I would apply a more comprehensive sorting algorithm – one of the first algorithms that I ever had to code – I would want to have mixed reagents. Mix A and Mix B and the reaction to one or the other would guide me to further tests. Is the way that science is used not logical?

Figure of Eight – or an Infinity Sign?

A corridor runs from my office – an open plan that holds up to 18 people – in the north east corner of the building all the way to the south east corner, ending at the door to the larger open plan office there.  And in that corridor I encountered a man with a mop and his supervisor who was teaching him.  She was telling him how to clean the tiled corridor floor most effectively and efficiently, “sweep the mop around in a figure of eight…” and encouraging him, “… that’s right…”  And his mop looped back and forth, overlapping, looping and repeating.

If I was making a spy movie… If I wanted to place a team in a corridor for a week, this kind of team would be the ideal cover because everyone just walks past the cleaner.  Even those of us who would usually stop to say hi, will not interrupt a “training session”.

But back to the mop that was looping on the floor in front of the man, the infinity sign which was not a figure of eight.

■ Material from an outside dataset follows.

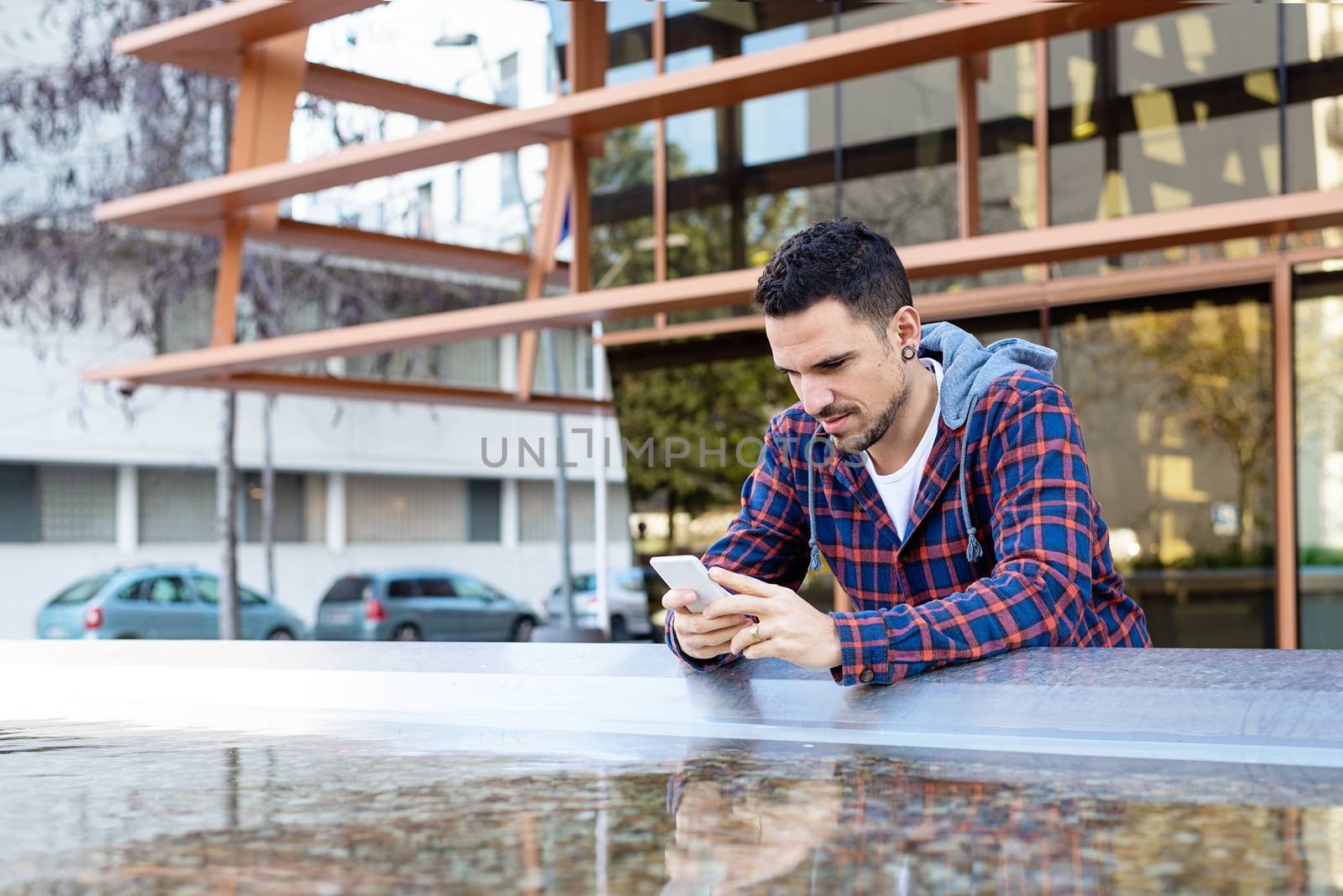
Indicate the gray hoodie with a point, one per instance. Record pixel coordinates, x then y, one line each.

We can all mop.  My boys mop the floor of the church hall where they attend karate, before the lesson starts.  My husband and a friend mop the floor of the community centre before dancing starts every Wednesday.  They do it without training and I do wonder whether an efficient mopping pattern spontaneously arises or whether it is best taught?

My youngest son has been mopping floors on and off for some years.  There is something about the splashing that he likes.  For a long time I had to repeat the job after he had finished – I called it drying but really it was re-doing.  He resisted any training.  He probably felt that he was doing what he had seen done, that he was doing it correctly and therefore he had no further interest in doing the job any better or best.  He wanted to play with water and mop and bucket and floor.

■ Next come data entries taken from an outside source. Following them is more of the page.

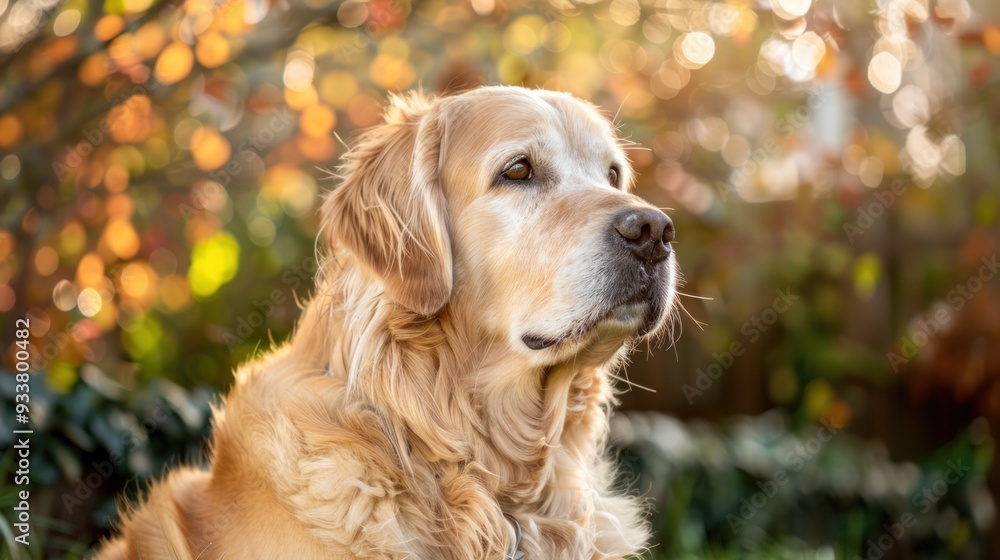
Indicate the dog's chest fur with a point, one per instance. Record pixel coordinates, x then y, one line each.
367 483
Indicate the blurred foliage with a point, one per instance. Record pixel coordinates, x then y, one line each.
88 445
162 160
755 489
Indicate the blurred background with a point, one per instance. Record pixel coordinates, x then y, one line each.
832 169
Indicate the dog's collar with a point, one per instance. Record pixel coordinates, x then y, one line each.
514 551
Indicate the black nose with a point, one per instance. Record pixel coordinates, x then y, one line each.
645 232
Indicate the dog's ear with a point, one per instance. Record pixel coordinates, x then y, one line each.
389 211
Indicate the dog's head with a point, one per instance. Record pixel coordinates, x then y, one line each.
508 209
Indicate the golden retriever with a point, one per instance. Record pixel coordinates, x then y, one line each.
447 390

Back to the trainee in the corridor. He was watched and given the direct line into how to do the job best.  A few days later I saw him receive training on the correct use of a vacuum cleaner for cleaning this long shiny dark grey corridor, which is also used by people attending talks and courses in the large meeting room.

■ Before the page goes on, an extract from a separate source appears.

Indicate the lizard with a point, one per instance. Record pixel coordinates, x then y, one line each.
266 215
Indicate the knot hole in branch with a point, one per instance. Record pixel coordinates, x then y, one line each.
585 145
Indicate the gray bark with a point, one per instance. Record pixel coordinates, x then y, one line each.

Is training needed?  Does training remove creativity and novelty?  Is there any space left for doing a job that is nourishing to our humanity if all the variability has been trained out like a large hot steam iron?

I am not sure what the answer is because I like a clean floor, and I dislike stickiness underfoot. But surely there is not only one way to achieve a clean floor.  And in the infinite number or correct answer there will be more than one best way.